As a final note, it important acknowledge several factors that can influence the the containment statistic.
It is not always possible to develop thresholds that eliminate all errors and detects all true haplotypes.
This is especially the case for low-input samples or mixtures with an imbalance between major and minor contributors.
MicroHapulator's containment test does not account for allelic drop-in (false positives) or drop-out (false negatives).

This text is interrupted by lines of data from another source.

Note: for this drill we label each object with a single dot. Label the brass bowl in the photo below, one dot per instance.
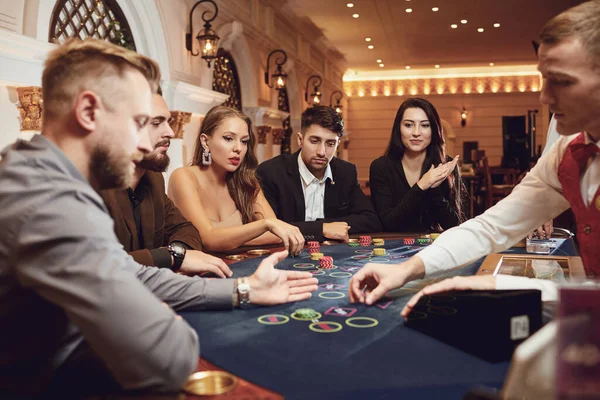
(207, 383)
(258, 252)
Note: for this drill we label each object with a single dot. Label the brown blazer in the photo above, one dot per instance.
(162, 222)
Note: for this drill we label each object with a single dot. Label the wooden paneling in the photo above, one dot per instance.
(369, 121)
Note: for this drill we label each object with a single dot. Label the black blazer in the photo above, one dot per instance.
(344, 200)
(403, 208)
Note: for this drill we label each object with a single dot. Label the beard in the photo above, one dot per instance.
(111, 168)
(156, 161)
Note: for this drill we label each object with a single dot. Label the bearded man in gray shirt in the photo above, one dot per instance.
(66, 284)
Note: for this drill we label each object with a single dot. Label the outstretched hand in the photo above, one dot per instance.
(270, 286)
(482, 282)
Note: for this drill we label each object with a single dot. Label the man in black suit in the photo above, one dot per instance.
(313, 190)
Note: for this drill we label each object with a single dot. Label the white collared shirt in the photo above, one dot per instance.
(509, 221)
(314, 191)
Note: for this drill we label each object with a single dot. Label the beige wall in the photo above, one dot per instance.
(370, 120)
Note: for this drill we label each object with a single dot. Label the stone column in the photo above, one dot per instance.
(261, 145)
(278, 134)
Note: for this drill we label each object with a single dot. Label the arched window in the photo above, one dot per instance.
(283, 104)
(225, 79)
(100, 19)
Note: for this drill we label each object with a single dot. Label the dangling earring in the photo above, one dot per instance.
(206, 157)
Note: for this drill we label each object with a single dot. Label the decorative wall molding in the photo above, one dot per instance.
(178, 122)
(259, 115)
(22, 59)
(185, 97)
(460, 85)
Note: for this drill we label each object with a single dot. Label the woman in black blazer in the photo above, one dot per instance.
(415, 187)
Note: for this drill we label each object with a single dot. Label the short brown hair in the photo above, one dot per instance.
(325, 117)
(581, 22)
(79, 65)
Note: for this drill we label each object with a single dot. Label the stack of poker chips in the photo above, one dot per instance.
(326, 262)
(364, 241)
(378, 251)
(314, 247)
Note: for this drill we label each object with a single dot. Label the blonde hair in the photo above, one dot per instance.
(242, 184)
(581, 22)
(89, 64)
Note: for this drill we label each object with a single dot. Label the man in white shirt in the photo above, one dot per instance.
(569, 60)
(314, 190)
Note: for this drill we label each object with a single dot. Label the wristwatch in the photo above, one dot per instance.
(243, 289)
(178, 253)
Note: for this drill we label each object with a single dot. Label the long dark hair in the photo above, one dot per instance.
(435, 153)
(242, 183)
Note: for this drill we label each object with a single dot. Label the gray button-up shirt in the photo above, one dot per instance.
(65, 278)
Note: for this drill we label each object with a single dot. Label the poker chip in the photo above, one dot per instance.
(305, 313)
(364, 241)
(379, 252)
(326, 262)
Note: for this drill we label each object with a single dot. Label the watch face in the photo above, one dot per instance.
(178, 249)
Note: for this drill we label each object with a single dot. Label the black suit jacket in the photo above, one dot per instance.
(344, 200)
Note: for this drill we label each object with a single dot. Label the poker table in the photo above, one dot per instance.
(347, 351)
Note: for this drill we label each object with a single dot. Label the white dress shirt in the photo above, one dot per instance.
(537, 199)
(314, 191)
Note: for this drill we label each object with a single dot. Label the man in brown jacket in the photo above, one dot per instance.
(147, 223)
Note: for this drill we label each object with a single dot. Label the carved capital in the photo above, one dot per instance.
(30, 108)
(263, 131)
(278, 135)
(180, 118)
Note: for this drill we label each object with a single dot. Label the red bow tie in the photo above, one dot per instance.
(583, 152)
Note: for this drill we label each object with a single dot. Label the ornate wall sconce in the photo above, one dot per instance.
(463, 117)
(207, 37)
(338, 106)
(279, 78)
(30, 108)
(180, 119)
(315, 95)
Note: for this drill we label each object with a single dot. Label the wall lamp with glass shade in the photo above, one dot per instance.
(207, 37)
(279, 78)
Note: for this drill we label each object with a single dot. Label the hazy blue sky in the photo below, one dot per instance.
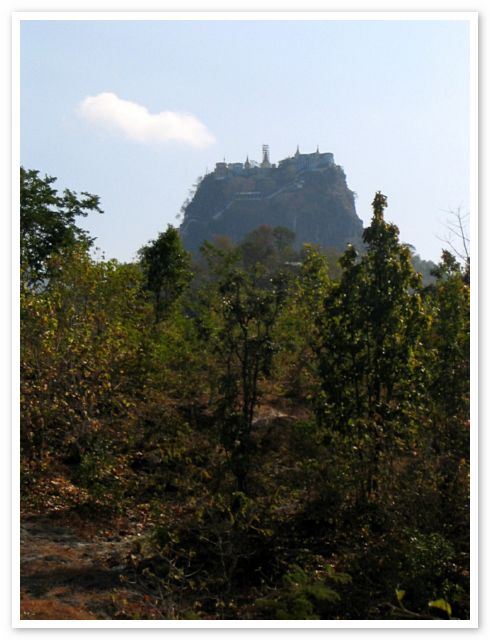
(136, 111)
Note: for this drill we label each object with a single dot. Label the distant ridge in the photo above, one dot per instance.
(307, 193)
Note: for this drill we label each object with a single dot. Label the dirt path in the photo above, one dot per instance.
(69, 572)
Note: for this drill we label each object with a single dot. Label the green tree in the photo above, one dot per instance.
(166, 265)
(48, 222)
(370, 338)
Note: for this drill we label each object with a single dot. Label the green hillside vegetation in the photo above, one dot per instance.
(290, 424)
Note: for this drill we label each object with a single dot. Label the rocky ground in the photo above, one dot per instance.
(76, 565)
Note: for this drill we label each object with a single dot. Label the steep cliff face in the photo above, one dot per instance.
(307, 193)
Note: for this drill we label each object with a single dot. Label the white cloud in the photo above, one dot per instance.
(137, 123)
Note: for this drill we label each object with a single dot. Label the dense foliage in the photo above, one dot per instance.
(294, 428)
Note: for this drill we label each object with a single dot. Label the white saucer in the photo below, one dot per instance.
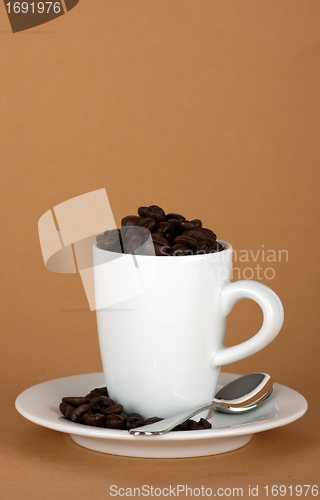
(40, 404)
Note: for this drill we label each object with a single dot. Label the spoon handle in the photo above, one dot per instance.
(168, 424)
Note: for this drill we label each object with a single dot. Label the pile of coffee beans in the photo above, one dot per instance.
(98, 410)
(171, 235)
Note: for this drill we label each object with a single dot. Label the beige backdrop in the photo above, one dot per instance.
(205, 107)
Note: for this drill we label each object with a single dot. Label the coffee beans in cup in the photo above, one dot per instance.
(98, 410)
(171, 235)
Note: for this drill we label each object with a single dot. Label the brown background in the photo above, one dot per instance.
(205, 107)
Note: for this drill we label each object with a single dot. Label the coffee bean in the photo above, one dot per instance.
(154, 220)
(180, 250)
(114, 421)
(148, 223)
(185, 225)
(133, 245)
(102, 411)
(75, 401)
(78, 413)
(95, 419)
(100, 402)
(160, 240)
(185, 240)
(114, 409)
(161, 250)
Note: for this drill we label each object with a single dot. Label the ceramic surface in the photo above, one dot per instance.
(162, 344)
(40, 404)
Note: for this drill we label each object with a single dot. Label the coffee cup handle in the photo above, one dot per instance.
(272, 310)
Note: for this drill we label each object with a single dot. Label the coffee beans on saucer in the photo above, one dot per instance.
(98, 410)
(171, 235)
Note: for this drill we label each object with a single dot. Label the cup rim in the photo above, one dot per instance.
(228, 248)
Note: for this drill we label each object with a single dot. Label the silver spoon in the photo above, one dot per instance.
(241, 395)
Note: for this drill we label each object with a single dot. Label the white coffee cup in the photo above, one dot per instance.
(162, 331)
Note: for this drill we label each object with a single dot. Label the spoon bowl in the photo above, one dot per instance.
(239, 396)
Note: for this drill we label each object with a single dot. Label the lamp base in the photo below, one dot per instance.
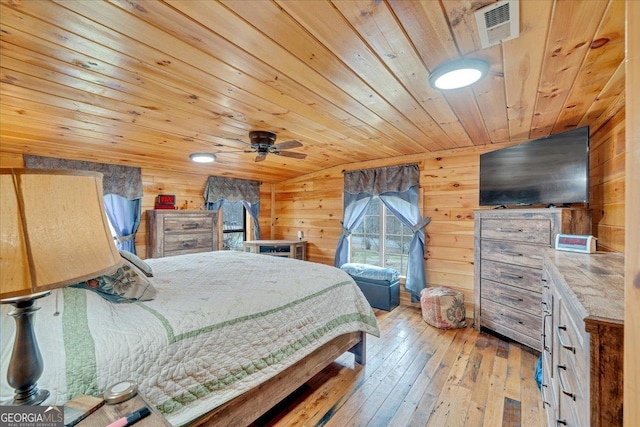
(25, 365)
(30, 398)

We also note that many haplotypes from non-contributors will be present in a mixture simply by chance, and there is no simple theoretical threshold we can apply to distinguish between "true" and "false" containment.
The containment test is a basic tool that provides a quick check to guide an investigation.
Probabilistic genotyping (probgen) methods, on the other hand, provide for a much more robust interpretation of forensic propositions, with models for drop-in and drop-out evaluated in a maximum likelihood framework.
Probgen is beyond the scope of this tutorial, but the use of probgen tools such as LRMix Studio or EuroForMix is recommended for definitive interpretation of DNA mixtures.